La Festa dei Vivi (che riflettono sulla morte) esplora una forma di coscienza della finitudine che parta dalla vita stessa e che ritorni ad essa, dando spazio al mistero, affermando e valorizzando il reale, e proiettando il nostro essere – che è fatto di vivere e morire – oltre la sfera dell’individuale.
Marco Aime, antropologo e docente all’università di Genova
Il cibo è senza dubbio il carburante necessario al nostro corpo per funzionare, ma se fosse solo così, come mai non mangiamo tutto ciò che è commestibile? Perché gli occidentali non mangiano insetti? Gli induisti rifiutano la carne bovina? Ebrei e musulmani non toccano quella suina? I buddhisti sono vegetariani? Ciascuno di loro ha motivazioni diverse e questo ci deve fare riflettere con il gusto alimentare collettivo sia costruito culturalmente attraverso la storia, l’ecologia, la religione.
Un cibo deve essere buono da pensare, oltre che da mangiare, deve soddisfare il nostro appetito fisico innanzitutto, ma anche quello simbolico. Non a caso abbiamo caricato il cibo, sebbene in modi diversi, di valori morali, etici, religiosi, conviviali…
Quando ci sediamo a tavola, lo facciamo per sfamarci, ma allo stesso tempo celebriamo, in qualche modo, un rito che, sebbene in forme diverse, ci trasforma in mangiatori culturali.

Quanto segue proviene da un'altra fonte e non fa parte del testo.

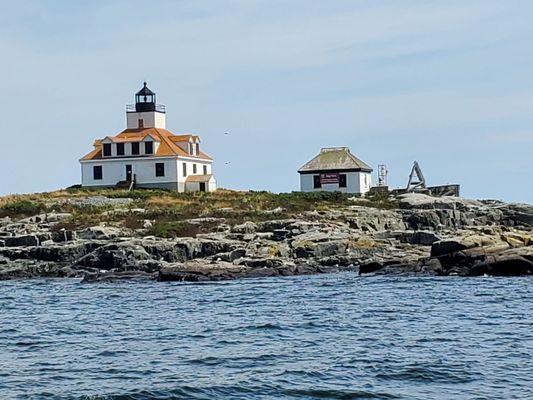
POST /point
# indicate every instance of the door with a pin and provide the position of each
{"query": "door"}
(128, 173)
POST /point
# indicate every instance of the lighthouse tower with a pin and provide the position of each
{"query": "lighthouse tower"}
(145, 113)
(146, 154)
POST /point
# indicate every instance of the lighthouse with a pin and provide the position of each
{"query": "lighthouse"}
(148, 155)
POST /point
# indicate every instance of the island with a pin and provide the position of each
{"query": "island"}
(162, 235)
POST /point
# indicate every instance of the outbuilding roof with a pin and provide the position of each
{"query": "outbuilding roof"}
(335, 158)
(168, 143)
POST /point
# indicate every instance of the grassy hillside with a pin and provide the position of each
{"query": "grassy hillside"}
(169, 212)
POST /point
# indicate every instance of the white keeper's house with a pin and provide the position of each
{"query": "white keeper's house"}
(335, 169)
(146, 154)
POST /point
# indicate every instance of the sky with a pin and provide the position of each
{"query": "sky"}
(446, 83)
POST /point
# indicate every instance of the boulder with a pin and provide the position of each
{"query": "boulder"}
(100, 233)
(198, 270)
(454, 245)
(22, 240)
(246, 227)
(120, 256)
(63, 236)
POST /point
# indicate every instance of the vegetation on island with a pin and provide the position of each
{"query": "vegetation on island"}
(170, 212)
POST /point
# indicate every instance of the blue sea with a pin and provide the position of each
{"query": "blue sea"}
(334, 336)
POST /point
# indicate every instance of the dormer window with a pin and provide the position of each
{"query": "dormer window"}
(148, 147)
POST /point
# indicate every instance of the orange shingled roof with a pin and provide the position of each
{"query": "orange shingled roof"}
(167, 143)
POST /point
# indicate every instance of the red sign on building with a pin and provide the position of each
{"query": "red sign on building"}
(329, 178)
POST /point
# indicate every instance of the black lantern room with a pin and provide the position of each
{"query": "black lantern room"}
(145, 100)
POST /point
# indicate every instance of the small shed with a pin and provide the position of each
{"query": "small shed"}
(335, 169)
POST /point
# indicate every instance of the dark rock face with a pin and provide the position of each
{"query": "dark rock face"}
(426, 235)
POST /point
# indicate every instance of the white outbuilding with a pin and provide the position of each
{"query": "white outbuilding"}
(146, 154)
(335, 169)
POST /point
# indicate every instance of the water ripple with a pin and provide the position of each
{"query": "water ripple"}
(335, 336)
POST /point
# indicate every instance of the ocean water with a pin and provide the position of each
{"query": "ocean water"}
(336, 336)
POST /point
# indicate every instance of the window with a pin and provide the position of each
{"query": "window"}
(342, 180)
(159, 169)
(316, 182)
(107, 149)
(148, 147)
(97, 173)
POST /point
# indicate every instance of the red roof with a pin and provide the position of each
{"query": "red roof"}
(167, 143)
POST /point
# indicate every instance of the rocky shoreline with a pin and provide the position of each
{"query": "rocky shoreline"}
(423, 236)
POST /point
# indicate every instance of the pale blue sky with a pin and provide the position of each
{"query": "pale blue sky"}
(447, 83)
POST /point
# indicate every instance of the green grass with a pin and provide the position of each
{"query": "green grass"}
(168, 208)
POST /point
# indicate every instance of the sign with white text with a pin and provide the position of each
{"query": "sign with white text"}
(329, 178)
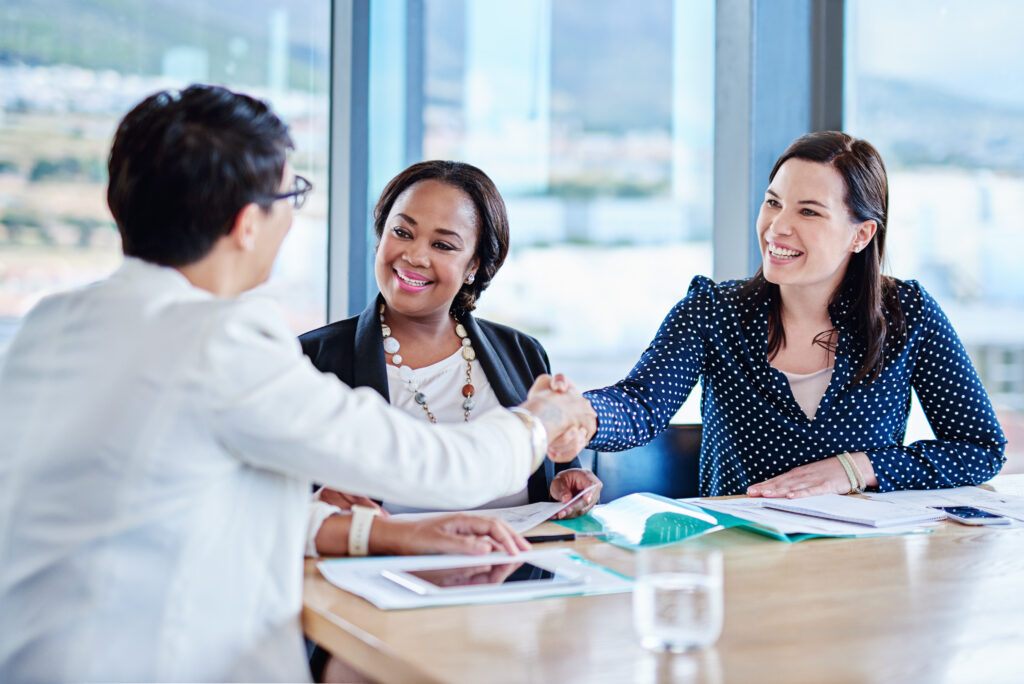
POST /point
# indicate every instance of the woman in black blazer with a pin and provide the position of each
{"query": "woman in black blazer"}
(442, 233)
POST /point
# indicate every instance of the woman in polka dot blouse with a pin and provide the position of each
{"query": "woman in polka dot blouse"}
(806, 369)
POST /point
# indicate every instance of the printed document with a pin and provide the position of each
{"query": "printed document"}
(519, 518)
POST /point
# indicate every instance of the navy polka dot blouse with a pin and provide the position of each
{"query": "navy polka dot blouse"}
(754, 428)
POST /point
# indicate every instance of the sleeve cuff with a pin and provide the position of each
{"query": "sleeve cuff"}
(318, 512)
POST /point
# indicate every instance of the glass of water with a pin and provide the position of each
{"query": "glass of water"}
(677, 600)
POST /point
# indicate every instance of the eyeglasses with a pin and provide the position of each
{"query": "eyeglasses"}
(298, 194)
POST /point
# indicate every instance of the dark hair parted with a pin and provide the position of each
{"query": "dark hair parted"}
(184, 163)
(493, 220)
(871, 295)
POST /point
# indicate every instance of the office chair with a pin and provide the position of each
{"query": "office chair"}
(668, 465)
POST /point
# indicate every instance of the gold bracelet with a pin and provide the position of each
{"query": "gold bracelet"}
(358, 530)
(852, 472)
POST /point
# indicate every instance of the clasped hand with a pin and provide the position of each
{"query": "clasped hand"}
(568, 418)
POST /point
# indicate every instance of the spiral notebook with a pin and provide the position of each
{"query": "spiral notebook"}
(855, 510)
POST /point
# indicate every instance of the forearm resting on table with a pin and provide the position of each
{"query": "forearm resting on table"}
(332, 540)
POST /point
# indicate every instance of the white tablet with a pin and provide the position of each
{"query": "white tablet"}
(505, 574)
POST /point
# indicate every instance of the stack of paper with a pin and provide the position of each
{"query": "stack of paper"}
(858, 511)
(363, 576)
(1000, 504)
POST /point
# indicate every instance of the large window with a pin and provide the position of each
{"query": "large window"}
(70, 70)
(937, 88)
(595, 121)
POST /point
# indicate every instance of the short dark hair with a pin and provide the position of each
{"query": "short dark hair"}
(493, 244)
(184, 163)
(871, 294)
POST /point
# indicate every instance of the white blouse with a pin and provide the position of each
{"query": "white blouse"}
(442, 382)
(808, 388)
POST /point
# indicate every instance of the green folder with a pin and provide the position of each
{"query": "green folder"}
(639, 520)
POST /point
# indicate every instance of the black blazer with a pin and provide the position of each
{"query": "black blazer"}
(352, 350)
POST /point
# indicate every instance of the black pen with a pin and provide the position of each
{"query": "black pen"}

Enzo Bianchi, monaco e saggista, fondatore della Comunità di Bose
Il silenzio è il linguaggio della profondità, il linguaggio dell’amore, di presenza all’altro.
Purtroppo oggi il silenzio è raro, è la cosa che più manca all’uomo moderno, assordato dai rumori, bombardato dai messaggi sonori e visivi, derubato della sua interiorità. Quando diminuisce il prestigio del linguaggio, aumenta quello del silenzio. E si ricordi che il silenzio non è dato solo dall’astenersi dal parlare ma dal creare il silenzio interiore.
È dal silenzio che può nascere la parola autorevole, acuta e penetrante, luminosa e capace di consolare. E non dimentichiamo che le nostre capacità di ascolto e attenzione sono direttamente proporzionali alla nostra capacità di fare silenzio, di moderare il nostro linguaggio, di ritmarlo con il silenzio. Chi parla troppo è destinato a capire poco, chi non chiude la bocca non apre la sua mente e si vita di pensare.